# **CHAPTER 14**
# **Deep Computer Vision Using Convolutional Neural Networks**

**The Architecture of the Visual Cortex**

This subchapter explains the biological motivation behind Convolutional Neural Networks (CNNs). Studies of the mammalian visual cortex show that vision is processed hierarchically. Neurons in early visual areas respond to simple patterns such as edges and orientations, while neurons in deeper layers respond to more complex patterns such as shapes, textures, and eventually entire objects.
Each neuron responds only to a small region of the visual field, known as its receptive field. This local connectivity allows the brain to efficiently process visual information while preserving spatial relationships. Additionally, neurons with similar functions are grouped together, forming layers of increasing abstraction.
CNNs are designed to mimic this structure by:
•	Using local receptive fields through convolution
•	Sharing weights across spatial locations
•	Building hierarchical feature representations across layers
This biological inspiration explains why CNNs are far more effective for image data than fully connected neural networks.


**Convolutional Layers**

Convolutional layers are the core building blocks of CNNs. Instead of connecting every input pixel to every neuron, convolutional layers connect each neuron to a small spatial region of the input. This dramatically reduces the number of parameters and improves generalization.
Each convolutional layer applies several filters (kernels) that slide over the input image. At each spatial position, the filter computes a dot product between its weights and the corresponding input values. The result is a feature map that highlights where a specific pattern appears in the image.
Important concepts covered include:
•	Stride: controls how far the filter moves at each step
•	Padding: determines whether the input is padded to preserve spatial dimensions
•	Depth: the number of filters, which determines how many features are learned
Convolutional layers preserve spatial structure while extracting meaningful features.


**Filters**

Filters are small matrices of trainable parameters that learn to detect specific visual patterns. In early layers, filters typically learn simple features such as vertical or horizontal edges. As layers get deeper, filters learn more abstract patterns like corners, textures, and object parts.
Each filter is applied across the entire input image using the same weights. This concept, known as weight sharing, allows CNNs to detect the same feature regardless of its position in the image and greatly reduces the total number of parameters.
The chapter emphasizes that filters are not manually designed; they are automatically learned through backpropagation during training.
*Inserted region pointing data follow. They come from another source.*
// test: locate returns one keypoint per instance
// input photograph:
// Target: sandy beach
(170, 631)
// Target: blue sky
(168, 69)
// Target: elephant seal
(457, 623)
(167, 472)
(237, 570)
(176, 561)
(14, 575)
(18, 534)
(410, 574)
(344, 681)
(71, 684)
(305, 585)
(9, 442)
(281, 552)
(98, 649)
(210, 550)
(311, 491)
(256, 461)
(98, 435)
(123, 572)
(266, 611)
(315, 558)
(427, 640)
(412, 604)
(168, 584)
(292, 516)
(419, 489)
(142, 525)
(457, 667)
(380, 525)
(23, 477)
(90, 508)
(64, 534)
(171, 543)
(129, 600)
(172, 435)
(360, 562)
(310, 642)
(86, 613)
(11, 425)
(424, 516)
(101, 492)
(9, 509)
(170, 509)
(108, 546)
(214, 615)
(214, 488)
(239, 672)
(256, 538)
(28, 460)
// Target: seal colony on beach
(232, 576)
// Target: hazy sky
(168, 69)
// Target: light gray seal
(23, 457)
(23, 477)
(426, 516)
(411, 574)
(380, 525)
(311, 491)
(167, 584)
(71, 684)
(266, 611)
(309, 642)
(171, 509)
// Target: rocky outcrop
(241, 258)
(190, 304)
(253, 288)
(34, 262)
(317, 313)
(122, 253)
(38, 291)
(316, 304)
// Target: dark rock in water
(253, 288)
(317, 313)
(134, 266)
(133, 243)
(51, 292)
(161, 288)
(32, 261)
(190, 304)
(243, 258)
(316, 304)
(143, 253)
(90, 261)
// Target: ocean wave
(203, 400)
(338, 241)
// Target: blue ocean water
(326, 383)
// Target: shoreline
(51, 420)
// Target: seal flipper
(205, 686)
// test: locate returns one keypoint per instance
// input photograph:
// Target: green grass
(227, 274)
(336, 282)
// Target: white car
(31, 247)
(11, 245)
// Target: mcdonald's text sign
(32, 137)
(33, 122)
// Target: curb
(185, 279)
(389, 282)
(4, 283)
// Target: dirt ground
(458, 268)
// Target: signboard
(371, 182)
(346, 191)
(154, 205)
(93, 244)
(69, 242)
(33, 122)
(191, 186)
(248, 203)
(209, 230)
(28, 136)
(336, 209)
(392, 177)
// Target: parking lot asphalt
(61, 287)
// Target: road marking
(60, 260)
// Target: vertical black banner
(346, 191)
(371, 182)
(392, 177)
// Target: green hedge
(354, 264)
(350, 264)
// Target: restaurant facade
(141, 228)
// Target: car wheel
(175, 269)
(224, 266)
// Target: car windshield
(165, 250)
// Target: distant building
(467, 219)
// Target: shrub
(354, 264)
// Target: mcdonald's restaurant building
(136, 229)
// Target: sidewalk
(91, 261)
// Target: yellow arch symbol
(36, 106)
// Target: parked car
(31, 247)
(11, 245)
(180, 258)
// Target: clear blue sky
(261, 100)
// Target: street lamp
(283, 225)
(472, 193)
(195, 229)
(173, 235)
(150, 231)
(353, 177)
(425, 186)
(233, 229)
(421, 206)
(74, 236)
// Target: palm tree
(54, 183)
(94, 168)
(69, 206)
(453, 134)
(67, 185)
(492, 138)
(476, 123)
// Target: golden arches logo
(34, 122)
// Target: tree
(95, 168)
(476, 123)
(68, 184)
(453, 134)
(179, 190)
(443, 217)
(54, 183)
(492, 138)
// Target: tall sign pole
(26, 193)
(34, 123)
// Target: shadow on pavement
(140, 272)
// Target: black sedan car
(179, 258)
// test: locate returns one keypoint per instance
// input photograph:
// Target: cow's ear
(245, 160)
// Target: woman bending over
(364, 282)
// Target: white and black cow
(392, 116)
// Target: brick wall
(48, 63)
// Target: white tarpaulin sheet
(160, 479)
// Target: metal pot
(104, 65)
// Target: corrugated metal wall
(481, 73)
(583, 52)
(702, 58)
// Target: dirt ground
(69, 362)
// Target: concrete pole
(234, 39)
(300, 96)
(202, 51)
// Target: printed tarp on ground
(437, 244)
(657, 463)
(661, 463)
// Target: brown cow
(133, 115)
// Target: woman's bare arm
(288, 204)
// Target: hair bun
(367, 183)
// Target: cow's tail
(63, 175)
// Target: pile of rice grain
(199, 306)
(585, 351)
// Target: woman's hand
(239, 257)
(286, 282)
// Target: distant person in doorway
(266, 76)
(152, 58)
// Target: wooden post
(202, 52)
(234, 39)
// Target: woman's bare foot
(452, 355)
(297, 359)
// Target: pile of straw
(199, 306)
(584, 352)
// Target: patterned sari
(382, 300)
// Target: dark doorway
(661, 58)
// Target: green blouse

**Stacking Multiple Feature Maps**

Images often have multiple channels, such as red, green, and blue (RGB). Convolutional layers handle this by applying filters that span all input channels. Each filter produces a single feature map by combining information across channels.
As multiple convolutional layers are stacked, the network builds increasingly complex representations:
•	Early layers capture low-level features
•	Middle layers combine features into motifs
•	Deep layers recognize object-level patterns
This hierarchical stacking is one of the main reasons CNNs scale so well to complex visual tasks.


**Pooling Layers**

Pooling layers reduce the spatial resolution of feature maps while retaining the most important information. This helps:
•	Reduce computational cost
•	Control overfitting
•	Improve translation invariance
The most common pooling operation is max pooling, which selects the maximum value within a small window.


**TensorFlow Implementation**

In [4]:
import tensorflow as tf
import numpy as np

images = tf.constant(np.random.rand(1, 4, 6, 3), dtype=tf.float32)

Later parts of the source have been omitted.